TonkaTown writes "Finally the solution for slashdotting, or just the poor man's Akamai? Freecache from the Internet Archive aims to bring easy to use distributed web caching to everyone. If you've a file that you think will be popular, but far too popular for your isp's bandwidth limits, you can just serve it as http://freecache.org/http://your.site/yourfile instead of the traditional http://your.site/yourfile and Freecache will do all the heavy lifting for you. Plus your users get the advantage of swiftly pulling the file from a nearby cache rather than it creeping off your overloaded webserver."

8 of 258 comments (clear)

  1. Putting freecache to the test by Rosco+P.+Coltrane · · Score: 5, Funny

    http://freecache.org/http://your.site/yourfile

    http://freecache.org/http://freecache.org/http://f reecache.org

    seems to piss it off slightly. I wonder why...

    --
    "A door is what a dog is perpetually on the wrong side of" - Ogden Nash
  2. Beta! by dacarr · · Score: 5, Informative

    I should point out that Freecache is in beta mode. By coincidence, this posting on Slashdot here is an interesting way of working out bugs.

    --
    This sig no verb.
  3. ... execpt by laursen · · Score: 5, Informative
    They have been offline for AGES due to abuse ...

    As their status page explains...

  4. This will cause problems by ACNeal · · Score: 5, Interesting

    I see dreaded pictures from goatse.cx in the future. This will break the nice convenient domain name clues that Slashdot gives us, so we don't accidently do things like that.
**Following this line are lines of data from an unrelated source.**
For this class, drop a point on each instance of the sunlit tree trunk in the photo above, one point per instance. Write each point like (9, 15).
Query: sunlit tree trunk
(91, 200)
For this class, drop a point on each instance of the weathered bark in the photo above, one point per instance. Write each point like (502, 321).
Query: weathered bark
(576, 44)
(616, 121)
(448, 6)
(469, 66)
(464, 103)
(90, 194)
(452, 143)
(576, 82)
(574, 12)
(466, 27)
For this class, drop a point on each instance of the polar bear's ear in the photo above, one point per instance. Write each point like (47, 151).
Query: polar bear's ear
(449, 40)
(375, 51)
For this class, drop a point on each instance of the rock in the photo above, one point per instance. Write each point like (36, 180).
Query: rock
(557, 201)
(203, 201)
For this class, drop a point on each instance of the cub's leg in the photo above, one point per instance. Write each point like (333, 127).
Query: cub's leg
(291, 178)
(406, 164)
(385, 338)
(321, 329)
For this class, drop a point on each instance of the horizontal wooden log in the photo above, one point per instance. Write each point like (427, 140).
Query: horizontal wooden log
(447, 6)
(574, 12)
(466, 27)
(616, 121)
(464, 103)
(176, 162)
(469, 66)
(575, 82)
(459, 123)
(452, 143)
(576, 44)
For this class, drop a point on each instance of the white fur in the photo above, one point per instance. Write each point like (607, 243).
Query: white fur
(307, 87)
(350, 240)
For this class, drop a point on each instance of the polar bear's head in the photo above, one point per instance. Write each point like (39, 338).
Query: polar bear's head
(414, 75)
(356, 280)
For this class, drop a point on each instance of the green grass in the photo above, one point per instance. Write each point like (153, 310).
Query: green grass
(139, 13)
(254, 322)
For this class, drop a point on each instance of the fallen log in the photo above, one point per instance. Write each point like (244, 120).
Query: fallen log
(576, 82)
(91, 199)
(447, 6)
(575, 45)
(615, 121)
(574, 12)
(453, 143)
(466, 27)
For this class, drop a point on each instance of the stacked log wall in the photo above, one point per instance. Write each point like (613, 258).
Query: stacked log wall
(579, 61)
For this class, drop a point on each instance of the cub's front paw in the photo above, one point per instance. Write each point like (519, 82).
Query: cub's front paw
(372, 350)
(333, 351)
  5. Re:Not solution to slashdot effect, but still grea by Anonymous Coward · · Score: 5, Informative

    I think they're looking more for serving big files, not html and inline images. Smallest file size is 5mb.

  6. Re:Not solution to slashdot effect by lxdbxr · · Score: 5, Informative
    Also only works for large files unless this FAQ is out of date:
    What files are being served by FreeCache?

    FreeCache can only serve files that are on a web site. If the link to a file on that web site goes away, so will the file in the FreeCaches. Also, there is a minimum size requirement. We don't bother with files smaller than 5MB, as the saved bandwidth does not outweight the protocol overhead in those cases.

    --
    -- Nothing unusual happened today
  7. What we really need.... by Xiadix · · Score: 5, Insightful

    Is a public available squid server. If you put any link through the server such as:

    www.squidserver.com/http://www.doomedsite.com

    The public squid will cache a copy of it. On the first access (like when the approver looks at it) It should look at a request and see if it has a recent cache. If it does feed that, if not get the newest copy and promth the user for a refresh or automatically refresh after a set time (5 sec). It will update its cache as the site does. All without having to upload anything. After a few days when nobody is utilizing the cache, it can purge it. Waiting for the next doomed site.

    DISCLAIMER: The may be how Freecache works, but I can't get to it
    1) because I am at work.
    2) as the comments suggest it is slashdotted.

    KevG

  8. Re:Alternative solution by persaud · · Score: 5, Informative

    See Bug 40873 and Bug 18764. Summary is that Thunderbird (mail) lets you view .mht but the browser does not. And there's no way to save .mht with Mozilla.